If you really want to shake things up between the sheets, you can try on a new persona. “Role play in the bedroom or elsewhere may be a fantastic outlet for sharing your hottest fantasies, trying new things, and exploring your kinks,” Dr. Moore says. You can play out a sexy professor/student or boss/employee scenario, or you can just be yourselves in different circumstances. Meet your partner at a bar and pretend you’re on your first date—then invite them home and see where the night goes.

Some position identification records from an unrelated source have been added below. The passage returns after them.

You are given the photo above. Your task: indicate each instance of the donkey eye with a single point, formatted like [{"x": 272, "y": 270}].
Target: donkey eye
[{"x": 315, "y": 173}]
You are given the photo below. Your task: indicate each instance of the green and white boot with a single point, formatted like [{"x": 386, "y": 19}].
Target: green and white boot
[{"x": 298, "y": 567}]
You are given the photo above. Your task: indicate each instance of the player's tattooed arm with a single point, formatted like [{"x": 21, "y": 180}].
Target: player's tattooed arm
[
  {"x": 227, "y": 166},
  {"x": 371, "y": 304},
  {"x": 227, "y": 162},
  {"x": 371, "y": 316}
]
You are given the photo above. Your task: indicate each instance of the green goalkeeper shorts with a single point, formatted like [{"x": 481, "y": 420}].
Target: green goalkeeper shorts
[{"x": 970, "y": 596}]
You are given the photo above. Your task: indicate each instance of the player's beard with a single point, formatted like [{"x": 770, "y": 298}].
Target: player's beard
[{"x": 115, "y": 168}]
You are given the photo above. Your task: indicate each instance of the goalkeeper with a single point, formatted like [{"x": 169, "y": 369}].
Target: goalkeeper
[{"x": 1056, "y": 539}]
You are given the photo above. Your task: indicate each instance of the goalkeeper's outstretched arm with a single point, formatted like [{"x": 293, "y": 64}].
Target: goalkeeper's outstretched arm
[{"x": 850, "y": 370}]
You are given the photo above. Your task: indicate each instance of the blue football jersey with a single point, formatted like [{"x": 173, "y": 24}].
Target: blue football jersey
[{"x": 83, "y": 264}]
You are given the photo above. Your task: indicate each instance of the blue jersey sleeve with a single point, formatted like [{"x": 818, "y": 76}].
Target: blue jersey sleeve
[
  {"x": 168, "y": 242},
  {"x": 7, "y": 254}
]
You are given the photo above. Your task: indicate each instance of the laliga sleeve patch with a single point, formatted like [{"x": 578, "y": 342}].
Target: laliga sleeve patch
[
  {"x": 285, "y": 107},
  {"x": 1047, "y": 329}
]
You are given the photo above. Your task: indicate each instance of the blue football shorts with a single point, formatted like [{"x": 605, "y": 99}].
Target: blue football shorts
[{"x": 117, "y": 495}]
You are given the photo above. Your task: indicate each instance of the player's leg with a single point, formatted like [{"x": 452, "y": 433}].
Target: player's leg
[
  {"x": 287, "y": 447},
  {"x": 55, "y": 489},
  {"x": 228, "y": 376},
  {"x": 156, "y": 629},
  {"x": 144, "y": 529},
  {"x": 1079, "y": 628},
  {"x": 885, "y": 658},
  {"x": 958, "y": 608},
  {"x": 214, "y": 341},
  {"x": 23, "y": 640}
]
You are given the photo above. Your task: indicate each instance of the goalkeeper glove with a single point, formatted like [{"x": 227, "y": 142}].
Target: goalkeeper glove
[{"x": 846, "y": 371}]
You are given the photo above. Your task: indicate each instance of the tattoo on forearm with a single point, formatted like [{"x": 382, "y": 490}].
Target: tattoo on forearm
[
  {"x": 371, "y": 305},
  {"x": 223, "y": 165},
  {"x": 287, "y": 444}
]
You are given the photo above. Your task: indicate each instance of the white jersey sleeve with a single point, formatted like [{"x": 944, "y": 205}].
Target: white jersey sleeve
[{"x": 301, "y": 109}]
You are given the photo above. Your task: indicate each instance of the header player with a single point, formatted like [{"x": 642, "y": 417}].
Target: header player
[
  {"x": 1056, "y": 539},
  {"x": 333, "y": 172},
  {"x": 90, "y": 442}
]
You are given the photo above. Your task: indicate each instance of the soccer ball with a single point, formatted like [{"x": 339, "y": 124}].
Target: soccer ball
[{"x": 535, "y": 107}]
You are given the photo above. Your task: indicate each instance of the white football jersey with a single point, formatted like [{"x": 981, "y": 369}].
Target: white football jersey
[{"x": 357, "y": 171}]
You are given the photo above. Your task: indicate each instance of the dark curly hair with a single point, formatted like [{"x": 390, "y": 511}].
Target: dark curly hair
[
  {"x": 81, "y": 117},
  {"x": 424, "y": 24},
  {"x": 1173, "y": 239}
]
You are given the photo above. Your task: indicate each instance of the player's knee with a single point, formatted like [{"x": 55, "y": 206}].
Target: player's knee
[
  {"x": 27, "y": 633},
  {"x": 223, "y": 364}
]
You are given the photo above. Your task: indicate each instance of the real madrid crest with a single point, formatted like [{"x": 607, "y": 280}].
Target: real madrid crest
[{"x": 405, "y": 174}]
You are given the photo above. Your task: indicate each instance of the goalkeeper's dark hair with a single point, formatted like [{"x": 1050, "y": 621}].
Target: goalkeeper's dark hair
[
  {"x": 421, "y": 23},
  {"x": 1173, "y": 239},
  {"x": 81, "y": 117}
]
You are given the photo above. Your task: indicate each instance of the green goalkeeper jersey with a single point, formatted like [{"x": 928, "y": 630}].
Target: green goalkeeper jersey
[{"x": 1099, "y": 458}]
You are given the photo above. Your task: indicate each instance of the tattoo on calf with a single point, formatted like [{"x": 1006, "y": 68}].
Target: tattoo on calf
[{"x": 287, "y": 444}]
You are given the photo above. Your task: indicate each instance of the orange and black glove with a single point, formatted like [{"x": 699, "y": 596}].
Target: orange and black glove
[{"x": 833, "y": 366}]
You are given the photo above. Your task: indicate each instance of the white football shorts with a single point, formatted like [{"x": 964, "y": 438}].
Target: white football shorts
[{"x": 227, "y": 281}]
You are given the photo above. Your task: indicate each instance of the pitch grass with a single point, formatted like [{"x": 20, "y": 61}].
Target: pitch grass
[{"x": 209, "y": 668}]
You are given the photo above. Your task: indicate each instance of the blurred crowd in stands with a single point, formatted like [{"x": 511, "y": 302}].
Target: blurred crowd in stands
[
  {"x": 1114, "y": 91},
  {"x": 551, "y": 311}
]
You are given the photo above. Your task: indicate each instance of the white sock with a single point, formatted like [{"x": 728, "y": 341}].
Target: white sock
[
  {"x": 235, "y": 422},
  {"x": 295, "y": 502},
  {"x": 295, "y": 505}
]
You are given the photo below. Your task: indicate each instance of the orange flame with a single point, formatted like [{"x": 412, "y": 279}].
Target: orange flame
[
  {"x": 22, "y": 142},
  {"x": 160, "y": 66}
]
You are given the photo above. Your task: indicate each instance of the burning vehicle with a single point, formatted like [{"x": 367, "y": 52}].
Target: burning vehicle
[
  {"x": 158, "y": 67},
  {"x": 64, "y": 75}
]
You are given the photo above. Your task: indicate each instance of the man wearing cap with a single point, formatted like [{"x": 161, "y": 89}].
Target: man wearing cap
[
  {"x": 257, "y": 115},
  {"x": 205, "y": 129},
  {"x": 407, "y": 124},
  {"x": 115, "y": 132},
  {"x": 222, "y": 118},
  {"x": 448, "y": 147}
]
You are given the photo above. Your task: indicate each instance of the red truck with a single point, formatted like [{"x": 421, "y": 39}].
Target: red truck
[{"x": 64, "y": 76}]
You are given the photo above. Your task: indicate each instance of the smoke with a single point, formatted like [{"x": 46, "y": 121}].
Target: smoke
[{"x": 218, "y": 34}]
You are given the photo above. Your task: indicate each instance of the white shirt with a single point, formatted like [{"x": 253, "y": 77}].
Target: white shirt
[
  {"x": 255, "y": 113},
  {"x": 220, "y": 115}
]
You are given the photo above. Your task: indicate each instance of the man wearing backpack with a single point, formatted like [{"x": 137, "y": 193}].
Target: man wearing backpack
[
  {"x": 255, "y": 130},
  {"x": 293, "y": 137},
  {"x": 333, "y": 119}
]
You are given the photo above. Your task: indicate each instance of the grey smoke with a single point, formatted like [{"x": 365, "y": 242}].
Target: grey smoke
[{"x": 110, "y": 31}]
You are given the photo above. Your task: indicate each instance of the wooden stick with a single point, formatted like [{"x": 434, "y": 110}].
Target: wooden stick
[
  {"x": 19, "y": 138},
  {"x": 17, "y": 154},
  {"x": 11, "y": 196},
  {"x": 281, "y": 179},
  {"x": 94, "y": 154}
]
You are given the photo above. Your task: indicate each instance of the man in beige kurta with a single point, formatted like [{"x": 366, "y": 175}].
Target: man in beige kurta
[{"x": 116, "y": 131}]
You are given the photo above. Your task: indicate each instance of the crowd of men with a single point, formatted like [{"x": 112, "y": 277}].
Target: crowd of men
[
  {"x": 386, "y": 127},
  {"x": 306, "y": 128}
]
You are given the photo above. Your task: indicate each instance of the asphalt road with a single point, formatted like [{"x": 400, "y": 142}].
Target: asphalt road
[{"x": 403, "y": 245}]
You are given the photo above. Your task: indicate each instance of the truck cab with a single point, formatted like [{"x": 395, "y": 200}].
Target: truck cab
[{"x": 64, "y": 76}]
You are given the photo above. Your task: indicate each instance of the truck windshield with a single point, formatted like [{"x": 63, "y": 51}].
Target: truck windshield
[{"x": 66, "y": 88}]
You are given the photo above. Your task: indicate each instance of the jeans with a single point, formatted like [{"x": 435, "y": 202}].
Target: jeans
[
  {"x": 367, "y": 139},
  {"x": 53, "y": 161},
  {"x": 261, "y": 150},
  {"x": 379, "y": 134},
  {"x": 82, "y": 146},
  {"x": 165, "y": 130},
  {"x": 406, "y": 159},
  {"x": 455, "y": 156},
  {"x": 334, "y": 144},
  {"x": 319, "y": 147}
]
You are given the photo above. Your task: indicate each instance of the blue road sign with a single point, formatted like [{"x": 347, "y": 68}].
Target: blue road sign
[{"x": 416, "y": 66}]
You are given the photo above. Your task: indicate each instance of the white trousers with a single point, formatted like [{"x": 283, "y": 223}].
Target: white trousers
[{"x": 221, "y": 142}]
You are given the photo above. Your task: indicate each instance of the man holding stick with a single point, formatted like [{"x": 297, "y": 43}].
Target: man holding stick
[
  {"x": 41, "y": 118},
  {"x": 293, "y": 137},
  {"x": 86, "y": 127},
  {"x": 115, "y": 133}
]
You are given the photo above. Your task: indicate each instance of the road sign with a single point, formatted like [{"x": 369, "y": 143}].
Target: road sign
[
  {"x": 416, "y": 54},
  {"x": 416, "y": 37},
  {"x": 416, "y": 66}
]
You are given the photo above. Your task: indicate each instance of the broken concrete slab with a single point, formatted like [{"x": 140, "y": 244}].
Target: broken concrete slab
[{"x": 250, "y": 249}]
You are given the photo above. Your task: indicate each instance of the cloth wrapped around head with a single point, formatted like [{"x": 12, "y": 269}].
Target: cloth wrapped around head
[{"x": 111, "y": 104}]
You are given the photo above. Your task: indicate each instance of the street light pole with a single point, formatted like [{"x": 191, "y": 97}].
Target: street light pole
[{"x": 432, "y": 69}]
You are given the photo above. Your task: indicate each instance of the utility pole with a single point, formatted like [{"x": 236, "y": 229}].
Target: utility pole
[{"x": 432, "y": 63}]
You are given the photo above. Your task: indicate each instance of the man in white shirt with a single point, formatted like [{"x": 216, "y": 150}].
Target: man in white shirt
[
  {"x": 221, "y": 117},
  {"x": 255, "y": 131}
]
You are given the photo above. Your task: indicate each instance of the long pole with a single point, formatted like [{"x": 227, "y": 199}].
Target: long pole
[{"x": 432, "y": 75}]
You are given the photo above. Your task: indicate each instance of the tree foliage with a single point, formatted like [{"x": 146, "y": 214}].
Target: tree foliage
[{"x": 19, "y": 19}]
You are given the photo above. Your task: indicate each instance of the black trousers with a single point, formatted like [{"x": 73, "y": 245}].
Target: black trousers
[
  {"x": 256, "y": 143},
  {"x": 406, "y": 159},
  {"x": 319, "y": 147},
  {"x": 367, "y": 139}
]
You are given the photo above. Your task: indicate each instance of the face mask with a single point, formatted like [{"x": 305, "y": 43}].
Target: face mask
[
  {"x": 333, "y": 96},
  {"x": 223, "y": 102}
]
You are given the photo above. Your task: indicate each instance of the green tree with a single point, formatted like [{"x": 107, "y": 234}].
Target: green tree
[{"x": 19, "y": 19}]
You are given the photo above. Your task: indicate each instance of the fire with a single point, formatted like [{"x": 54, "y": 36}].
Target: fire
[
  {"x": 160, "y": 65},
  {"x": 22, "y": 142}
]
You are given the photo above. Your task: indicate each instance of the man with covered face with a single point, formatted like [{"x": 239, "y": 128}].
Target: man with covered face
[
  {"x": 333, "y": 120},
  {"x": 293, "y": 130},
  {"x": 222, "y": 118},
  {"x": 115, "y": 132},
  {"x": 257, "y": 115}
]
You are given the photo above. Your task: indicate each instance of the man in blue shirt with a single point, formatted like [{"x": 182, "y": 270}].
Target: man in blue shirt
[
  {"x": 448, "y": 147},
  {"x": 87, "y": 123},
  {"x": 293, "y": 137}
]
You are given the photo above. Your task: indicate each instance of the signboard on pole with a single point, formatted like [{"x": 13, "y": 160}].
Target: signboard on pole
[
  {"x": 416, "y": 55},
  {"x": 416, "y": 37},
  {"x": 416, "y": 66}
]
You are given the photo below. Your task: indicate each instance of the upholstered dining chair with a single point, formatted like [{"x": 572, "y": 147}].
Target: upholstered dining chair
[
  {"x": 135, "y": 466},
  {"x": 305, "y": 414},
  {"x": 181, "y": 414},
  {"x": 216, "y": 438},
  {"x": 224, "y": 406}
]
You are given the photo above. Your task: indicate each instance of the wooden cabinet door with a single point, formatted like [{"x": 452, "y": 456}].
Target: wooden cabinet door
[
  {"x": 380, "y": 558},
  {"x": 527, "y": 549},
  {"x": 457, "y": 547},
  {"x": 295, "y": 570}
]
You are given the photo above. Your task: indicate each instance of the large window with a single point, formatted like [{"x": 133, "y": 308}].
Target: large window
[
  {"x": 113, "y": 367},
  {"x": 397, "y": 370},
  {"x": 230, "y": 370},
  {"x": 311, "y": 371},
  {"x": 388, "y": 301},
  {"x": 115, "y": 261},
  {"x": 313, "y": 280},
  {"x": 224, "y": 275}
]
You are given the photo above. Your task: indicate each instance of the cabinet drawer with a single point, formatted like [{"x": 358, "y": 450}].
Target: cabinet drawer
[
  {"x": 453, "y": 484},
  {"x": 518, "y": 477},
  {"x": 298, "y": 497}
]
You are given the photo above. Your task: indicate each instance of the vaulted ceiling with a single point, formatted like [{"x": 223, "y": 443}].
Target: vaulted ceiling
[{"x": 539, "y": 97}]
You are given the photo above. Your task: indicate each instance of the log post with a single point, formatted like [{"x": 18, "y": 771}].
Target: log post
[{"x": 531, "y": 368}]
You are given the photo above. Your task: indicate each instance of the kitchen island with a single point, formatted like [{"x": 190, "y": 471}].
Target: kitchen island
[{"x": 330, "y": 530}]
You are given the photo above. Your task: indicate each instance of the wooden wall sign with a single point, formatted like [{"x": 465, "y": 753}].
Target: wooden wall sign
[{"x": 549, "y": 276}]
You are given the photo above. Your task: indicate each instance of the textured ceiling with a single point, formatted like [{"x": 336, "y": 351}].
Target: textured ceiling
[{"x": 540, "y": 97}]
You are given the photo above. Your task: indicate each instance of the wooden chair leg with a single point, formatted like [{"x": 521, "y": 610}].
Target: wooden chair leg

No matter what you decide to whip out of your bag of sexual tricks, it’s important that you and your partner are both on board with experimentation. “If either partner feels pressured or coerced into sex, something needs to change,” Dr. Goerlich says.

Asking a partner to try something new in the bedroom can be nerve-wracking for everyone involved, so before you share your latest fantasy, make sure it’s a good time for a sex chat. “Choose a moment when both you and your partner are comfortable and ready to offer your whole attention to the conversation,” Dr. Moore says. 

Initiate the conversation outside of a sexual context—when you and your partner both have your clothes on—so there’s no pressure to attempt an unfamiliar maneuver right away.